MySQL Un-pivot a dynamic set of columns based on condition


Example

The following example is a very useful basis when you are trying to convert transaction data to un-pivoted data for BI/reporting reasons, where the dimensions which are to be un-pivoted can have a dynamic set of columns.

For our example, we suppose that the raw data table contains employee assessment data in the form of marked questions.

The raw data table is the following:

create table rawdata

(
 PersonId VARCHAR(255)
,Question1Id INT(11)
,Question2Id INT(11)
,Question3Id INT(11)
)  

The rawdata table is a temporary table as part of the ETL procedure and can have a varying number of questions. The goal is to use the same un-pivoting procedure for an arbitrary number of Questions, namely columns that are going to be un-pivoted.

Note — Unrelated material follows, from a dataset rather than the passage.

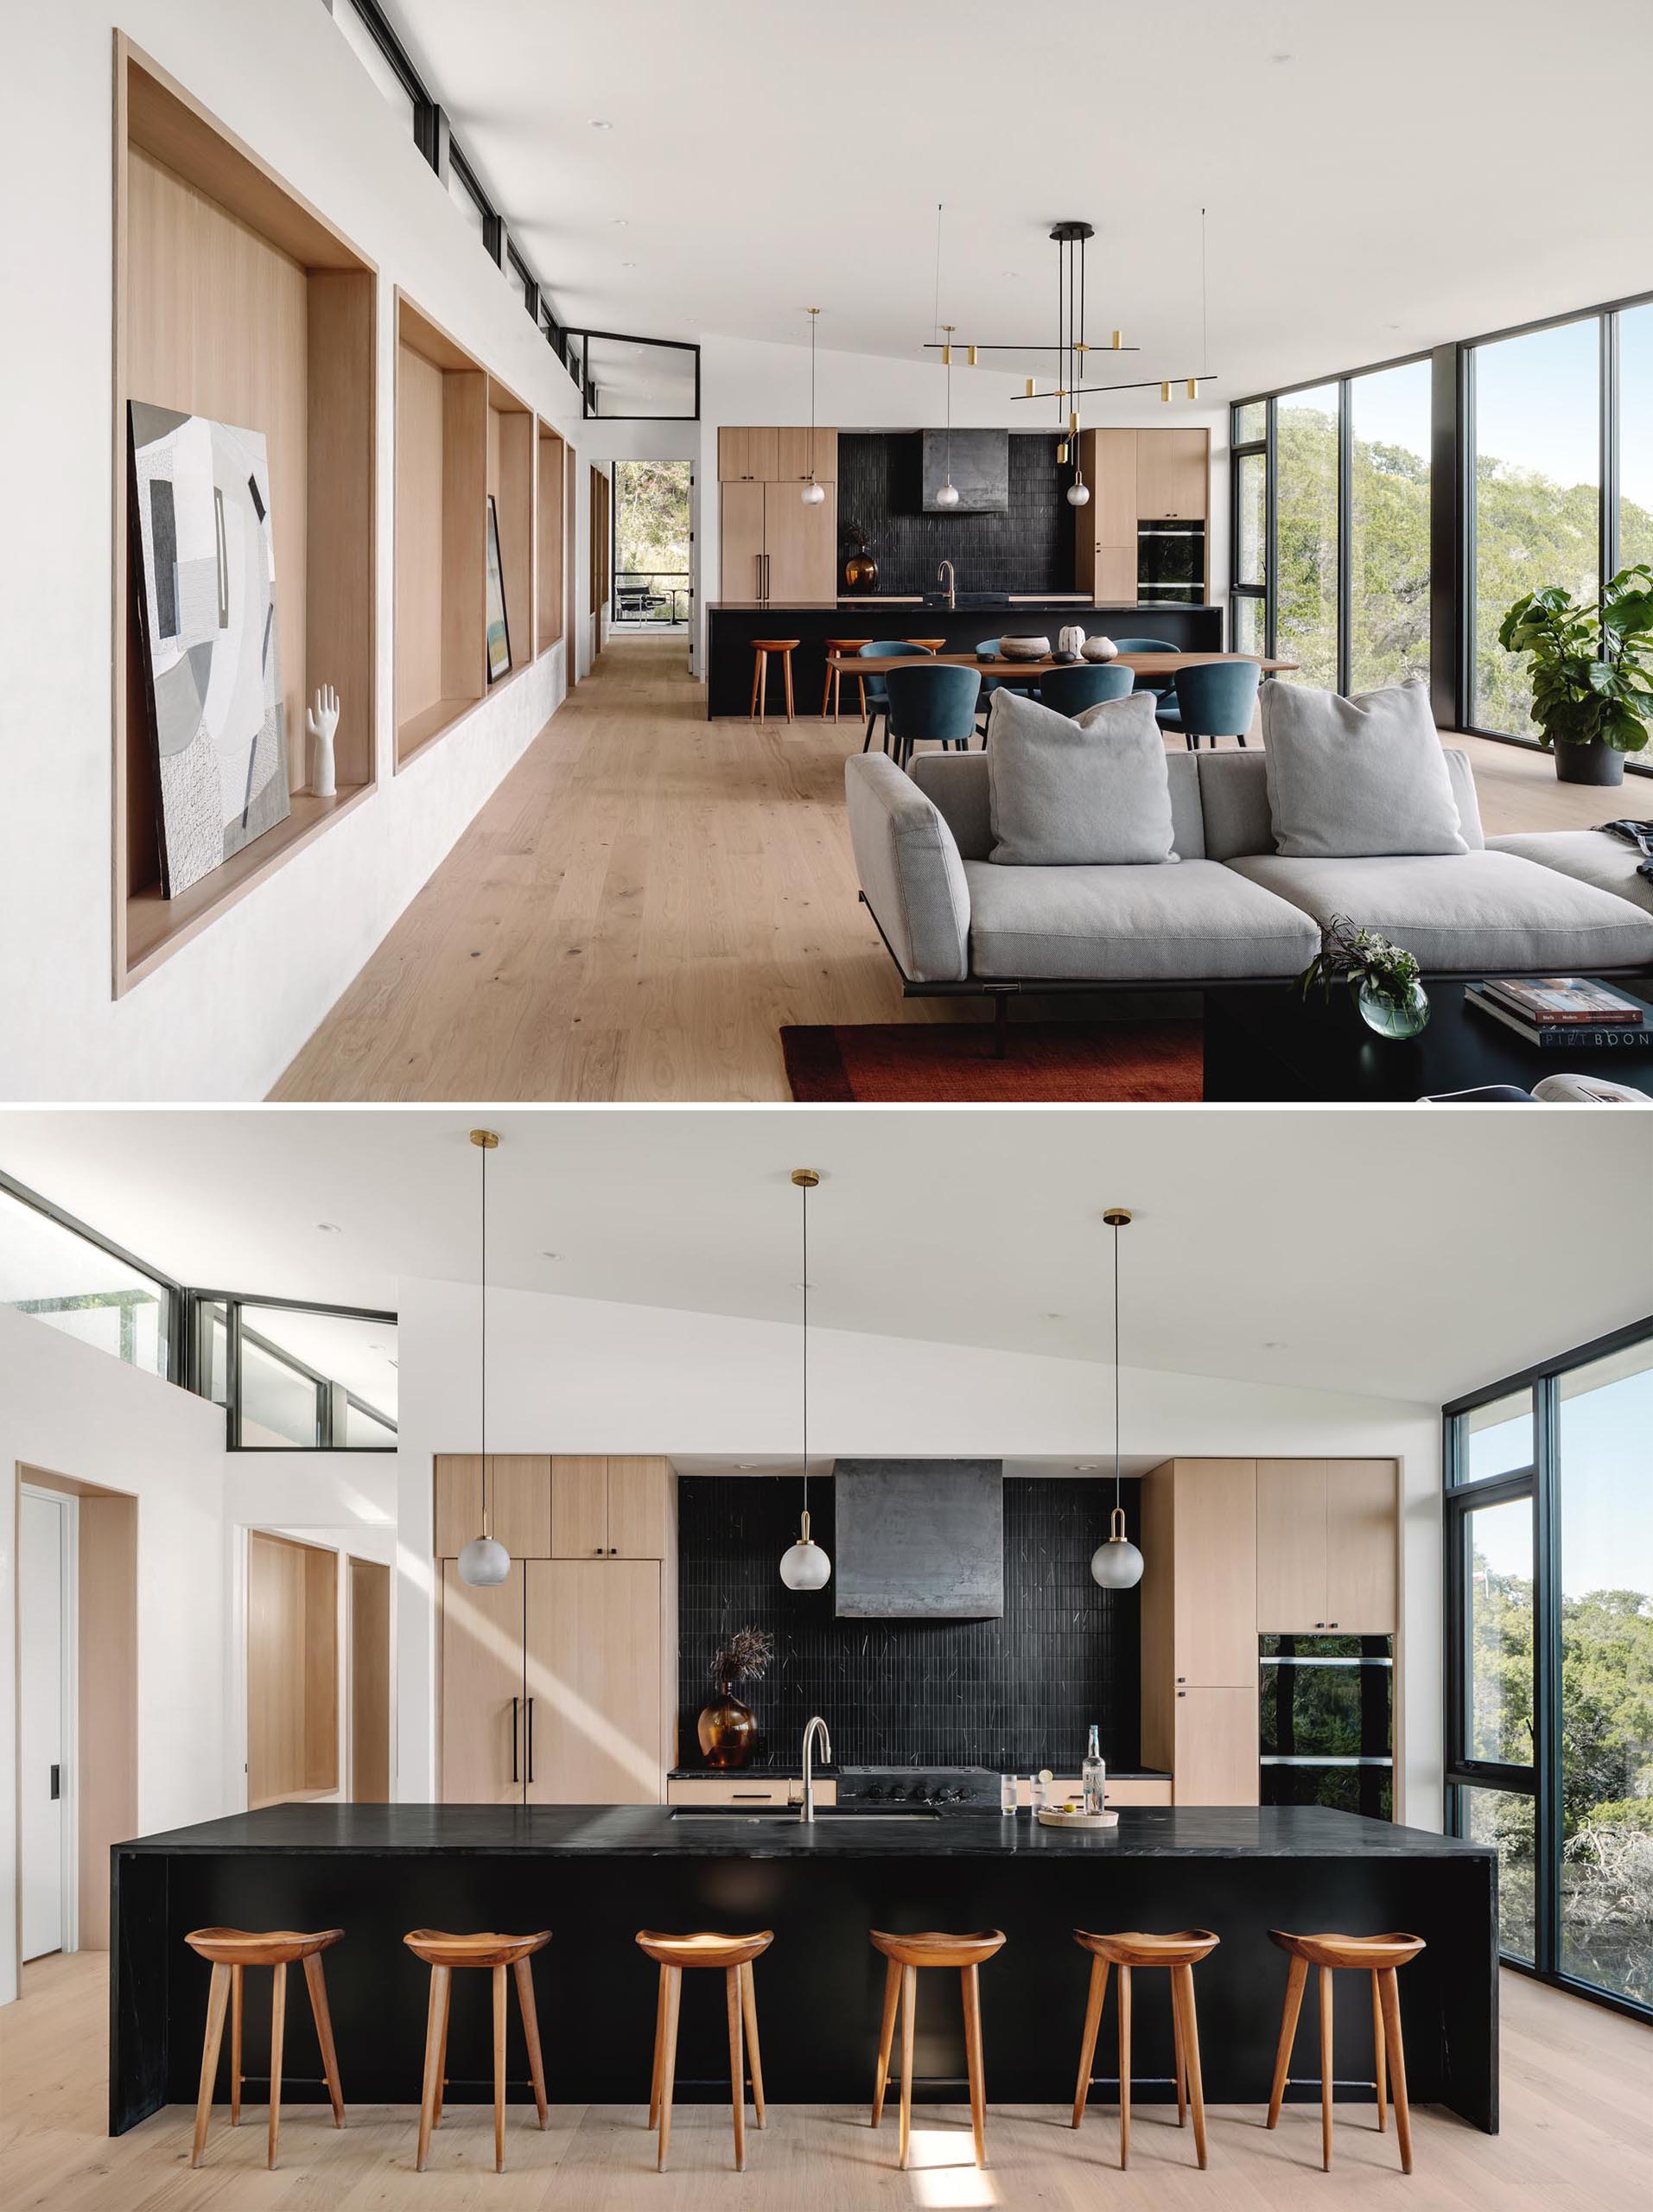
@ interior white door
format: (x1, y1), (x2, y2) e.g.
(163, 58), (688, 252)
(20, 1492), (67, 1961)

Below is a toy example of rawdata table:

enter image description here

The well-known,static way to unpivot the data, in MYSQL is by using UNION ALL:

create table unpivoteddata

(

 PersonId VARCHAR(255)
,QuestionId VARCHAR(255)
,QuestionValue INT(11)

);

INSERT INTO unpivoteddata SELECT PersonId, 'Question1Id' col, Question1Id 
FROM rawdata
UNION ALL
SELECT PersonId, 'Question2Id' col, Question2Id 
FROM rawdata
UNION ALL
SELECT PersonId, 'Question3Id' col, Question3Id 
FROM rawdata; 

In our case we want to define a way to unpivot an arbitrary number of QuestionId columns. For that we need to execute a prepared statement that is a dynamic select of the desired columns. In order to be able to choose which columns need to be un-pivoted, we will use a GROUP_CONCAT statement and we will choose the columns for which the data type is set to 'int'. In the GROUP_CONCAT we also include all additional elements of our SELECT statement to-be executed.

set @temp2 = null; 

SELECT GROUP_CONCAT(' SELECT ', 'PersonId',',','''',COLUMN_NAME,'''', ' col     ',',',COLUMN_NAME,' FROM rawdata' separator ' UNION ALL' ) FROM     INFORMATION_SCHEMA.COLUMNS WHERE table_name = 'rawdata' AND DATA_TYPE = 'Int' INTO     @temp2;

select @temp2;

In another occasion we could have chosen columns that the column name matches a pattern, for example instead of

DATA_TYPE = 'Int'

use

COLUMN_NAME LIKE 'Question%'

or something suitable that can be controlled through the ETL phase.

The prepared statement is finalized as follows:

set @temp3 = null;

select concat('INSERT INTO unpivoteddata',@temp2) INTO @temp3;

select @temp3;

prepare stmt FROM @temp3;
execute stmt;
deallocate prepare stmt;

The unpivoteddata table is the following:

SELECT * FROM unpivoteddata

enter image description here

Selecting columns according to a condition and then crafting a prepared statement is an efficient way of dynamically un-pivoting data.